When you read the title of this post, the song from The Lion King probably popped into your head. I loved that movie, the Broadway play and the soundtracks to both. In that story, we're shown that there truly is a circle to life. We are born, we live and then we die. That cycle is very much on my mind today as I've been a witness to that circle in the past week.
While I was out of town, my dad passed away. (That's him with Mom and me last Christmas.) I'd seen him a couple of days before I left for New York, on Father's Day when I'd gone to Kentucky for a family reunion. The thought that it was the last time I'd ever see him never entered my mind despite the fact he'd not been fairing well in recent years. But here's the thing -- we'd always joked that Dad was like a Timex. He took a licking and kept on ticking. This man had been shot and lost the lower half of his right arm at age 27, had a massive stroke at age 50 but went back to logging as soon as he was able, and had a heart attack sometime in his 60s. He was a tough bird, one too stubborn to die. But at age 72, his heart gave out as he slept. It still doesn't seem real. On the way through my hometown on the day of his funeral, I found myself looking at the parking lot of one of his coffee-drinking haunts expecting to see his car. It wasn't there. It's still parked in front of his house. I think the most surreal thing was seeing the fact of his death in black and white -- in the obituary, on the memorial video they showed at the visitation, on the death certificates I just received in the mail yesterday.
But I don't want this post to be morbid or too sad because after I came home a couple of days ago, I was reminded that while lives must end, they also begin. My husband told me that while he'd been mowing our back yard he discovered we have a little burrow with two baby bunnies in it. I love bunnies, and these little guys are just adorable. They are at the beginning of the circle of life. Granted, my dad hunted his share of rabbits in his life and never quite understood my huge soft spot of animals of all kinds, but I think even he would have thought these little fellas are too cute for words.
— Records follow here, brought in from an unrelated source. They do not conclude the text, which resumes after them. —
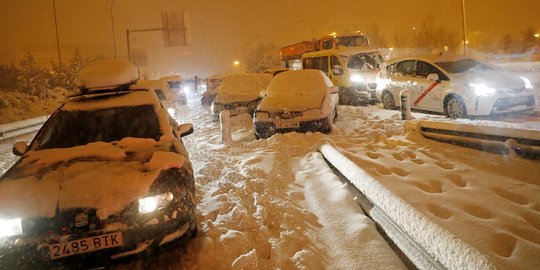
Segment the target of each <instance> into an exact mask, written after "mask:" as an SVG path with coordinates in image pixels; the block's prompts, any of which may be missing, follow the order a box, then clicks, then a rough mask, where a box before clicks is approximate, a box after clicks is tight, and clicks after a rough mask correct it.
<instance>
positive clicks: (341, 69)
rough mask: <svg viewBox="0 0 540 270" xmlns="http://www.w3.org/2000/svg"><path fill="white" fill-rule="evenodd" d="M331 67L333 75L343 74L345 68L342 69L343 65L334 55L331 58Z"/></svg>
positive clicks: (332, 55)
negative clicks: (333, 74)
mask: <svg viewBox="0 0 540 270" xmlns="http://www.w3.org/2000/svg"><path fill="white" fill-rule="evenodd" d="M330 66H331V67H332V73H333V74H334V75H340V74H343V68H342V67H341V63H339V59H338V58H337V57H336V56H334V55H332V56H331V57H330Z"/></svg>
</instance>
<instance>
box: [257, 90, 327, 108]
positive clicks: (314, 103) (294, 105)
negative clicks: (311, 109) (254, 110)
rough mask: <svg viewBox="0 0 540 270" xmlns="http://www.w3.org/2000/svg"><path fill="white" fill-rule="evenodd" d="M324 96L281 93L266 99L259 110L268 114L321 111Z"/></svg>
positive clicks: (270, 95)
mask: <svg viewBox="0 0 540 270" xmlns="http://www.w3.org/2000/svg"><path fill="white" fill-rule="evenodd" d="M323 99H324V95H323V94H320V93H313V94H306V93H279V95H271V94H269V95H268V96H266V97H264V98H263V100H262V102H261V104H260V105H259V108H258V109H257V110H259V111H267V112H280V111H289V112H301V111H307V110H311V109H320V108H321V106H322V102H323Z"/></svg>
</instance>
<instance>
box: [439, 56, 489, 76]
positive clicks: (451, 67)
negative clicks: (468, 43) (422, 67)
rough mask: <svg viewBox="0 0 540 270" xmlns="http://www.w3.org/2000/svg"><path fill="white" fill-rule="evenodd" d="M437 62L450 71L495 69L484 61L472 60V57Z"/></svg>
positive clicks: (459, 72)
mask: <svg viewBox="0 0 540 270" xmlns="http://www.w3.org/2000/svg"><path fill="white" fill-rule="evenodd" d="M436 64H437V65H439V66H440V67H442V68H443V69H445V70H447V71H448V72H450V73H465V72H468V71H487V70H493V68H492V67H490V66H488V65H486V64H484V63H481V62H478V61H475V60H472V59H461V60H458V61H451V62H437V63H436Z"/></svg>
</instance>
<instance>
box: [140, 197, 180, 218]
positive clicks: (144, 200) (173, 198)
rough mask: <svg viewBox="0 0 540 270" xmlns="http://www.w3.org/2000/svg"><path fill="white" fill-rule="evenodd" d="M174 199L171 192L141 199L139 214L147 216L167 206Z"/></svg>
mask: <svg viewBox="0 0 540 270" xmlns="http://www.w3.org/2000/svg"><path fill="white" fill-rule="evenodd" d="M173 199H174V195H173V194H172V193H171V192H166V193H163V194H159V195H155V196H149V197H144V198H142V199H139V213H141V214H147V213H151V212H154V211H156V210H157V209H161V208H163V207H165V206H167V205H168V204H169V203H170V202H171V201H172V200H173Z"/></svg>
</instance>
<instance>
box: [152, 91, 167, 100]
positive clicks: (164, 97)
mask: <svg viewBox="0 0 540 270" xmlns="http://www.w3.org/2000/svg"><path fill="white" fill-rule="evenodd" d="M154 91H155V92H156V96H158V98H159V100H166V99H167V98H166V97H165V94H164V93H163V90H161V89H155V90H154Z"/></svg>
So I'm going to watch them grow, smile every time I see them, and appreciate each day I have here on this earth and be thankful that my dad was tough enough to survive longer than a great many people. He got to see my sister and me grow up, graduate, and get married. He got to see his two granddaughters, my nieces. He got to see the pictures my sister took when she worked at Yellowstone National Park and me publish six books. I've been told he carried that first book with him everywhere he went and told everyone he met that his daughter wrote it. We didn't always see eye to eye or have the most perfect relationship, but I know he loved my sister and me and was proud of us. Not everyone can say that.